My friend explained to me that after a flower or plant is transplanted into a new location, it is vulnerable and needs lots of care and water. It takes time for the roots to grow deep again and get settled.
This is the perfect illustration of my life for the past year. Exactly one year ago I was 'transplanted' from the DR to Fort Wayne. I was vulnerable, weak, and going through a lot of pain. I didn't have many friends when I moved back and was reluctant to make new ones all over again. Everything in my life was different and I had to establish my roots yet again. Being an MK (missionary kid) I have had to do this countless times in my life, but it never gets any easier.

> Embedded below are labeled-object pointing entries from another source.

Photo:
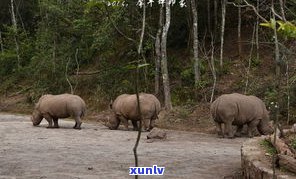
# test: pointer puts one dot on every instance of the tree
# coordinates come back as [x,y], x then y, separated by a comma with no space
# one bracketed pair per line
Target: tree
[195,42]
[164,66]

Last June, when I returned from the DR, I knew that I needed to spend some serious time with the Lord and just take a break from things for a while. I didn't work for 6 months. I had a LOT of alone time to think, journal, pray, read, and just be with God in nature. I attended ELIM, a spiritual renewal retreat for missionaries. I also sought counseling and spent a lot of time with family.
|PC: Natalie Kunkel|
On more than one occasion, people have told me that I even look physically different, lighter. That is all due to God's amazing work in my life as the Healer. Even though I was uprooted, God didn't just forget about me but took care of me as a diligent gardener would.
Even though I didn't work for awhile, God continually found ways to surprise me by providing financially for me as well. For instance, someone I don't even know sent me a check, allowing me to purchase a car....my hospital bill in October was miraculously $0... a random scholarship came in for school...my tax refund was more than enough to pay for car repairs...and on and on.
So what else have I been up to? I have been working part-time helping immigrants and refugees and I have loved using my Spanish again! I will also be graduating in August with my MSW! (finally!) I don't know what I will be doing after graduation, but that's ok!
Reflecting on the last year has led me to feel so overwhelmed by God's grace and goodness in my life! So many changes, yet God has been so good!